With Paul Dewar’s way-too-soon death, on Wednesday evening, Canadians lost a giant. A gentle, principled, passionate giant. A giant who dedicated his very life to the service of others.
There will be no shortage of epithets for Paul, but he would likely choose to be remembered for his honest and authentic engagement with his constituents, and for his commitment to their priorities; a commitment that never once wavered.
He will also be remembered as that rarest of parliamentarians: one who, while holding firm to his beliefs and loyalty to his party, set an example of civility and multi-partisan co-operation.
Many a Sunday, for example, I would hear from him about this column.
Dewar’s political career was forged in the long shadow of his mother, Marion Dewar, who served as Mayor of Ottawa from 1978 to 1985. Marion led Project 4000, which saw the establishment across Canada of over 7,000 private sponsorship groups for refugees of the Vietnam War. Her initiative influenced the federal government to increase Canada’s refugee acceptance quota from 8,000 to 60,000.
Paul often spoke of how his mother shaped his view of politics, so it is unsurprising that Dewar’s career was marked by a commitment to social activism and a belief in the potential of politics as a force for good.
After graduating from Queen’s University, Paul taught Ottawa students with special needs, and then worked as an organizer for the Ottawa-Carleton Elementary Teachers’ Federation.
In 2006, he ran as the NDP candidate for Ottawa Centre, and was elected to the House of Commons. His colleagues always commented on Dewar’s commitment to his constituency, noting that he would attend community meetings even when they did not directly pertain to his responsibilities.
He had a collegial working relationship with his provincial counterpart, Liberal MPP Yasir Naqvi, another instance of his pragmatism over party.
In his role as foreign affairs critic, Dewar was a loud voice for social justice around the world, and a champion for human rights. He pushed the Harper government to denounce nations with homophobic agendas, as in the cases of Russia’s anti-LGBT legislation, and Uganda’s 2014 Anti-Homosexuality Act.
Dewar also criticized the downsizing of Canada’s role as peacekeeper, which he saw as crucial to our country’s engagement with the international community.

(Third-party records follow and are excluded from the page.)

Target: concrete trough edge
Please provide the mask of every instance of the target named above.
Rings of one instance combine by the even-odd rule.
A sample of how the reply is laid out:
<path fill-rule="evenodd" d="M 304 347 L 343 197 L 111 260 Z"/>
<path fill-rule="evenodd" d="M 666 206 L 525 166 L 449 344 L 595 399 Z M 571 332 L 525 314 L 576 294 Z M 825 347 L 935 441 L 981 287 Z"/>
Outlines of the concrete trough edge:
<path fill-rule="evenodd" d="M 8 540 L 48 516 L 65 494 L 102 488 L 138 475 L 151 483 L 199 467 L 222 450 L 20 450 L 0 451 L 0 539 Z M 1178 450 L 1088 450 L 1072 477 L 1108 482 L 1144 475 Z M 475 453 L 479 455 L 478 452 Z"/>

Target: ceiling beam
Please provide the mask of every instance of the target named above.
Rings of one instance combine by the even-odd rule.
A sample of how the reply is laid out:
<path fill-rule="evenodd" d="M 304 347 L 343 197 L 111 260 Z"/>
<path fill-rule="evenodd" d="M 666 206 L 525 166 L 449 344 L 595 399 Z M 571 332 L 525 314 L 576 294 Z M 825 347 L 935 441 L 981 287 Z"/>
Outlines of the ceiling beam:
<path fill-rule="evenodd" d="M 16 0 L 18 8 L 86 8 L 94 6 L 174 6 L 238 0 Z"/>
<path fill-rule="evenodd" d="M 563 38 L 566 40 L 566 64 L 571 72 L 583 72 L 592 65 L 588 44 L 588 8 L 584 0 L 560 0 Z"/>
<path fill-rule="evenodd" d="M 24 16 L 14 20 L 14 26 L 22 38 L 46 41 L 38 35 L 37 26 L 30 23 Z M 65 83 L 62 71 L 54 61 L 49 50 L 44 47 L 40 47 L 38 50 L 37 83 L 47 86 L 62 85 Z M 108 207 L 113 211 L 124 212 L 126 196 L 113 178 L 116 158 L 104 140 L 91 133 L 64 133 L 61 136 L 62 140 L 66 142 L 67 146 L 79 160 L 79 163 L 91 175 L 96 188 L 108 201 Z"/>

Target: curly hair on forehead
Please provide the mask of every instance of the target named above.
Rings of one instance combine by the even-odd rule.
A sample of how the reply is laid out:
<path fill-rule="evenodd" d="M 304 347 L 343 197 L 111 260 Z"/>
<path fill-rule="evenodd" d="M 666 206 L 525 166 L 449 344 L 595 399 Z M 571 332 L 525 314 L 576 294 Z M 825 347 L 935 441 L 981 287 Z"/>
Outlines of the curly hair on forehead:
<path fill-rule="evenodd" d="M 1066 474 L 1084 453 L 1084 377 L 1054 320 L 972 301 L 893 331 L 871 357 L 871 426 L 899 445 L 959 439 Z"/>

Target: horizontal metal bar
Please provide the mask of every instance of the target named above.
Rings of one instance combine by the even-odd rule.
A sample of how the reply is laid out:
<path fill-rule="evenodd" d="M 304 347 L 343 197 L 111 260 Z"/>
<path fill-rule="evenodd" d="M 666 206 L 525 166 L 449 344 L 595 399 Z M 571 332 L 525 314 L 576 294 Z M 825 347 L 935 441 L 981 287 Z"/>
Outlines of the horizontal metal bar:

At the time of his appointment as critic, foreign affairs discourse in the House was dominated by John Baird and Bob Rae. It is a testament to Dewar’s graciousness and decency as a politician that he established strong working relationships with both men.
It is not often that a friendship of this kind develops between a minister and a critic. And yet, Minister Baird made a point of inviting Dewar to travel with him to the Middle East. The two also worked together on issues facing their neighbouring Ottawa ridings.
When Paul found out, in 2018, that his cancer was terminal, he did not retreat into his own problems. Instead, he devoted himself to Youth Action Now, an initiative that supports and provides funding for youth-led initiatives. Thanks to his work, a new generation will be introduced to the principles which drew him to public service.
In November, Dewar accepted the Maclean’s Parliamentarian of the Year Lifetime Achievement award, and in his acceptance speech he struck a tone of collaboration. Speaking to the assembled politicians and journalists, he asked the crowd to remember the moment that first drew them to political work. He then asked them to turn to their neighbours and spend two minutes sharing their initial aspirations and ideas of what can be accomplished through public service.
“Is it not time,” he asked, “to take off the armour of our political party and work together as people representing citizens to build a better country for everyone?”
Paul’s message has never been truer than it is today. As we reflected when George H.W. Bush died earlier this year, there is no limit to what we can accomplish when we put differences aside and work together.
We could offer Paul no better final mitzvah, as our Jewish friends would say, than to heed this lesson as we go into the next election.